There are many excellent studies about the work environment. One relatively recent study is Private Government: How Employers Rule Our Lives (and why we don’t talk about it) by Elizabeth Anderson (2017). Dr. Anderson offers profound insights in how America is a form of private government. She discusses how the average employee in the private sector acts as if the free market still existed. The author demonstrates that the free market is a myth with the research to back it up. Since the industrial revolution employers have made the rules through dictatorial means – invasive policies and the paycheck (and the secrecy that surrounds it) to name just a couple of tactics and decisions about the employee’s professional and personal life. And, as an employee learns early on – you fall in line. “In the workplace, employees can be fired for their political speech, recreational activities, diet, and almost anything else employers care to govern. Privacy doesn’t exist nor does worker freedom. Employee activities are orchestrated and sold as being in the best interest of the worker and the success of the business.” 

There’s much talk about empathy and reaching out and helping while angst is on the rise as is polarization through disruptive politics that continue to escalate. When you’re sitting on the precipice of a pandemic, climate change and war lurking on the horizon then gradual change or shift in policies is no longer relevant. Gradual doesn’t cut it! And, the impoverished person knows life has little entertainment value unless drugged. 

And religious belief is like comfort food, relatively easy to digest but hardly, totally honest. The ashes of humans are scattered to the wind let alone coffins with lifeless bodies. The ghosts and spirits of the mind’s eye arrive giving an abiding sense of hope. A resurrection, a reincarnation, etcetera, in other words, another chance to realize something more profound than this earth-bound existence. Belief is personal. Reality is also quite personal. I meditate. But I know that virtual reality is not real, and neither is James Bond nor any superhero…can peace be entertainment?  Staring at a television screen for my now deceased friends was no longer entertainment for them.  Imaginatively inspired sacred texts were no longer helpful.
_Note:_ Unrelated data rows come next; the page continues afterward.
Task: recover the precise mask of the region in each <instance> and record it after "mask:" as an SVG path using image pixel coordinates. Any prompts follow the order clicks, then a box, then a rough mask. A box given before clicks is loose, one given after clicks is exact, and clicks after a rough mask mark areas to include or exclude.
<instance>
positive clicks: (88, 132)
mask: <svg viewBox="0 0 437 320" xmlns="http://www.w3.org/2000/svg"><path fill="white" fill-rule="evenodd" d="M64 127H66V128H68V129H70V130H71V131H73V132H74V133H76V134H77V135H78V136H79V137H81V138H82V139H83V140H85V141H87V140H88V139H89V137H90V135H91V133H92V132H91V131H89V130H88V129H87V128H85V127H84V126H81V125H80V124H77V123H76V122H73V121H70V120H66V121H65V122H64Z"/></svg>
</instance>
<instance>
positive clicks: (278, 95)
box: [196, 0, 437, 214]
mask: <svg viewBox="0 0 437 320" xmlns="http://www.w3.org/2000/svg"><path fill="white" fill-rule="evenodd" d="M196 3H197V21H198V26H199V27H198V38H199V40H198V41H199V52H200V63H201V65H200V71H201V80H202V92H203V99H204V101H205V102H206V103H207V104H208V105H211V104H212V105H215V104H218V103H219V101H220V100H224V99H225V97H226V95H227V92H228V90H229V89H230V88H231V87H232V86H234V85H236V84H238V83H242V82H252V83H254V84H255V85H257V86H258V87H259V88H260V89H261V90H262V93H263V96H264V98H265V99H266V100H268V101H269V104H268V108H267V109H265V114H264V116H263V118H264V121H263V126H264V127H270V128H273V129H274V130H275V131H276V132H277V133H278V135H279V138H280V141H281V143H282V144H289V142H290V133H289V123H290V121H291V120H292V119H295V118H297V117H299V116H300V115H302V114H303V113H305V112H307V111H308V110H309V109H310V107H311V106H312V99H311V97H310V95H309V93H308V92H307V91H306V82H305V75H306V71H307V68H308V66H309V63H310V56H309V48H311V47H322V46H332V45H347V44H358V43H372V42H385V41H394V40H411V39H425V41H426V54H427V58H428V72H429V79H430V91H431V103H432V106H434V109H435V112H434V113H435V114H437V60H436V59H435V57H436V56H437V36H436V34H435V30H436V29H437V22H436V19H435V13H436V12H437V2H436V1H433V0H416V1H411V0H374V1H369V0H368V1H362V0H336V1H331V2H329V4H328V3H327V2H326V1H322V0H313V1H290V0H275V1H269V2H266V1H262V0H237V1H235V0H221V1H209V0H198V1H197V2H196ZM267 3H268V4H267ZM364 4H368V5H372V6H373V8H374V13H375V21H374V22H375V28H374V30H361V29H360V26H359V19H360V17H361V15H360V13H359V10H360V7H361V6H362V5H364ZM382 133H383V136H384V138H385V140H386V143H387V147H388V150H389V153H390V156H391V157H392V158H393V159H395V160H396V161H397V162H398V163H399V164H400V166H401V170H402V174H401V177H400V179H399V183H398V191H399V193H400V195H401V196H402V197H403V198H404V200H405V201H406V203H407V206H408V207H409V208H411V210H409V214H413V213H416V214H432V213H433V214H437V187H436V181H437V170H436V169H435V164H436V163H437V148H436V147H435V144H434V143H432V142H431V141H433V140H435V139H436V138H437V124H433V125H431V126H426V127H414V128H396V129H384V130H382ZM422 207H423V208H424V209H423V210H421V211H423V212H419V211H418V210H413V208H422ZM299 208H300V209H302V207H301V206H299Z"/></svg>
The suicide hot line was a joke. Yet dark humor abounds as I overheard a Starbuck’s customer ask her friend, “I wonder if heaven will have a coffee house where I can get a cup of mocha coffee Grande sans cream and sugar from a heavenly barista?” 

Our technology has surpassed human comprehension. Humor is indeed dark…from nuclear to artificial intelligence to the dichotomies of societal structures – a deceased friend once intimated, “it feels like at any given moment there will be a voice in the sky asking – did you enjoy the show?”

Humans are in transition and have merged with our machines. What will meaningful work look like in an over-crowded, over-heated, planet? Is obsolescence the final human estrangement? Will we be replaced by hardware and software and monitored by whom?  Will humans venture towards activities that embrace more of our immediate tactile and sharing sense?

Perhaps human value is arriving at the realization that one’s existence affects us and reverberates in untold ways…the profound sense of being, even if temporary, that we carry with us and share with others. I miss my friends. But they are with me as I write this.